Upload your meshes - without them there's really no way to help you.
Archive with meshes. UV is not unwrapped fully because this plane is a part of atlas
This what i said "smooth cage and solid" - skewing tells baker how to treat with part of mesh - to bake it with smooth or solid normals. So yeah, i tried it
FWIW here's what I am getting out of Blender, which does create a similarly odd shading :
That said, this setup is very, very strange : you have two meshes clearly matching each other in space (flat lowpoly plane matching a detailled highpoly panel), yet the UV of the plane are reduced to a small portion of the total UV plane. Why ?
Once the UVs are fixed by spreading them to the whole UV space everything is back to what could be expected :
... What are you trying to do here, exactly ?
UV Setup strange because I ripped this mesh out of whole model, i need to make looks of cassette reel from side, i will assign this square to straightened uv of this model. Yes, i tried to unwrap square to whole uv space, it negated problem, but it's still here, it's just harder to spot.
IMO it's a classic example of interference . Each pixel rays is one frequency and the grid is another. When each pixel baking ray falls onto something in between or average of hires normals with certain shift forming the another ,interference frequency .
Things that may help
1. more hi res hires + some tiny bit of shift of the low res model . But it's a matter of random lack.

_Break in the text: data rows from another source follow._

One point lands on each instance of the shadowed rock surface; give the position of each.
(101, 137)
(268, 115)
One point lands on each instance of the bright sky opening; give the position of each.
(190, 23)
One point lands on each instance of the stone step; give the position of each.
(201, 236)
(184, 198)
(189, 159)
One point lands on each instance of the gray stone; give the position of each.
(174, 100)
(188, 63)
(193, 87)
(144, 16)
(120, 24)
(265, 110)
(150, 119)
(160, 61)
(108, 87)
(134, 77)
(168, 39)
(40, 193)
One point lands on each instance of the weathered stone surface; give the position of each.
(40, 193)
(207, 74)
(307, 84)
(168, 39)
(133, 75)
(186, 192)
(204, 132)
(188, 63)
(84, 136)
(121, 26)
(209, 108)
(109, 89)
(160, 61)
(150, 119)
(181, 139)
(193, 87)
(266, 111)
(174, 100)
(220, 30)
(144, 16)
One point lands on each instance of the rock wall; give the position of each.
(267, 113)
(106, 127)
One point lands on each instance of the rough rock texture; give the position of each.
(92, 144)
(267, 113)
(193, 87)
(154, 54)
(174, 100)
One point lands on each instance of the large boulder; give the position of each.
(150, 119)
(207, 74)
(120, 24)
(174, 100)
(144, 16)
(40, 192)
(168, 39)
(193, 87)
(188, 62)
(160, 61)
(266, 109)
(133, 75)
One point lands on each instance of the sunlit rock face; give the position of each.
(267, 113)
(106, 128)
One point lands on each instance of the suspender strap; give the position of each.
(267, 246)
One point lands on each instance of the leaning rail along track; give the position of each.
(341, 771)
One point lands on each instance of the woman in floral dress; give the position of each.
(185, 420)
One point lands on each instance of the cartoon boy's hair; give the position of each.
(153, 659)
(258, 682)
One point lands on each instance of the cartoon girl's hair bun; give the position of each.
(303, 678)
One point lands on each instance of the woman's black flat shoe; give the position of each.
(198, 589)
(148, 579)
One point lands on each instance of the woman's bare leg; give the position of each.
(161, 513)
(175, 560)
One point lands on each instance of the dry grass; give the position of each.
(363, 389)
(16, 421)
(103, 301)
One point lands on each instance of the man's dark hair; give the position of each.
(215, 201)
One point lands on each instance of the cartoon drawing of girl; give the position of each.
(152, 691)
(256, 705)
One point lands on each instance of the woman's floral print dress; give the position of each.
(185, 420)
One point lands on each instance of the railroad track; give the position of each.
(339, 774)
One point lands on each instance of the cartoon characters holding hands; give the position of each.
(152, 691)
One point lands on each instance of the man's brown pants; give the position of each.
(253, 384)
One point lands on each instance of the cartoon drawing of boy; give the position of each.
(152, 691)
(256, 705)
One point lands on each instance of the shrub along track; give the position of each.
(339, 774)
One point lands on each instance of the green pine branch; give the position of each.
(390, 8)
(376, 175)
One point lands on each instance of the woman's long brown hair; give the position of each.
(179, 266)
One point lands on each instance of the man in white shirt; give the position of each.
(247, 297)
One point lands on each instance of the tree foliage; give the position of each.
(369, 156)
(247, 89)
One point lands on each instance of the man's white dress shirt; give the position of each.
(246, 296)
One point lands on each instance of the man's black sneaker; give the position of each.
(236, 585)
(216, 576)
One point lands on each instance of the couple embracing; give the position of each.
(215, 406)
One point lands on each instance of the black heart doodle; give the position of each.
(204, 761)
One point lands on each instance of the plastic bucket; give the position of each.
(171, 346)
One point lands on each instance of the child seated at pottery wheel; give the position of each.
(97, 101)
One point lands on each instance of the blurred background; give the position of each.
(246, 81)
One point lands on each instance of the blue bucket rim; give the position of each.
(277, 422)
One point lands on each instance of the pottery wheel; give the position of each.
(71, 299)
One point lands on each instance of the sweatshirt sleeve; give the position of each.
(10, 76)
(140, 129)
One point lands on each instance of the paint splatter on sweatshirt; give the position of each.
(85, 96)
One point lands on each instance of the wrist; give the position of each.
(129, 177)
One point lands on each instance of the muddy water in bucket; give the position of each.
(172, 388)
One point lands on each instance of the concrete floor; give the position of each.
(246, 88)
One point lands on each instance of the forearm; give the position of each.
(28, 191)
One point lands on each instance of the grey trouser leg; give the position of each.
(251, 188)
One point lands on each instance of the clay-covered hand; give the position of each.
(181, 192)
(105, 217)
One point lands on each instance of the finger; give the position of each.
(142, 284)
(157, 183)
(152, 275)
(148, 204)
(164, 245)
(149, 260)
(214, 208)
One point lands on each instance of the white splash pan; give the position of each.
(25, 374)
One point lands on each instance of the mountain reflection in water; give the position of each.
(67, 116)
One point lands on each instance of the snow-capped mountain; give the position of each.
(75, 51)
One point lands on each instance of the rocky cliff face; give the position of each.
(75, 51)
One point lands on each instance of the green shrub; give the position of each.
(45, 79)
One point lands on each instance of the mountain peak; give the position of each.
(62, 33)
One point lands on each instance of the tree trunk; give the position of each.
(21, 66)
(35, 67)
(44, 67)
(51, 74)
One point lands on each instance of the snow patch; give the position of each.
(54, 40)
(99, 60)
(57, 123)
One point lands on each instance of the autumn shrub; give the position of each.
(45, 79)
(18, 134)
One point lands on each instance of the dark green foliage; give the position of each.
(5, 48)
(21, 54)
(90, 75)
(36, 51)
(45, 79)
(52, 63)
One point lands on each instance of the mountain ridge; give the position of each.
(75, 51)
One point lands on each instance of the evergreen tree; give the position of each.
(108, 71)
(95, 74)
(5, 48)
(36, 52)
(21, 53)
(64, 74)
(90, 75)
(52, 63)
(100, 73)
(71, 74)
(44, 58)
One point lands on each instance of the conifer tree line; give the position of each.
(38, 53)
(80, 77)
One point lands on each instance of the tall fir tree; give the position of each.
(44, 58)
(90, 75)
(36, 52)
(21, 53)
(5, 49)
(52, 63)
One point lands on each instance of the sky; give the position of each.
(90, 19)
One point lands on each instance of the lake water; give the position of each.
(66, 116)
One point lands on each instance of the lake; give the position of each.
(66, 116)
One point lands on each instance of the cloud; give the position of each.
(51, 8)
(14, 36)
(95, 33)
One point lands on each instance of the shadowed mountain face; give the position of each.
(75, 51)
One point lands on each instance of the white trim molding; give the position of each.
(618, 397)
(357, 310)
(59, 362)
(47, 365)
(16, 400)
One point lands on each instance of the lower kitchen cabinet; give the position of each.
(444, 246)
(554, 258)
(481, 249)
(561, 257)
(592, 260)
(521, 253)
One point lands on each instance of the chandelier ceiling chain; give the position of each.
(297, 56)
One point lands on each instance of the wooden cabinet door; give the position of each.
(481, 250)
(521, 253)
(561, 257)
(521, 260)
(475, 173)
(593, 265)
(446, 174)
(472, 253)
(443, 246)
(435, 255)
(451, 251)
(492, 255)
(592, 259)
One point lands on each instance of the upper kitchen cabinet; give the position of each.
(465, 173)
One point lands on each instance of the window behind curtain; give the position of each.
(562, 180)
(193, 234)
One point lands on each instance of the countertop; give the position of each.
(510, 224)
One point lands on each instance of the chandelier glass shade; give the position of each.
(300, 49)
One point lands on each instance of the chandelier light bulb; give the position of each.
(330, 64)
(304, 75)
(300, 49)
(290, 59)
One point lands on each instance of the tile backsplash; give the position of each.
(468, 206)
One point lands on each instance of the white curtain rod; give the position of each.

2 a bit of chaos in hi res model
3 just paint it in photoshop or Microsoft paint with 1 pix pen. Honestly I would never try to bake such thing.
Hi there,
"I ripped this mesh out of whole model, i need to make looks of cassette reel from side, i will assign this square to straightened uv of this model"
I honestly still have no idea about what you are trying to achieve, and I feel like there is a fundamental misunderstanding going on here about about tiling textures and their use (indicated by the very odd relationship you have between your high, your low, and the UVs. It just seems backwards).
You might want to clearly illustrate your goal by pointing out (on a photograph) the surface/detail you are trying to build. Of course this wont solve the pixel limitations you are running into - but by clarifying your goal, people might be able to give you advice on how to achieve it better.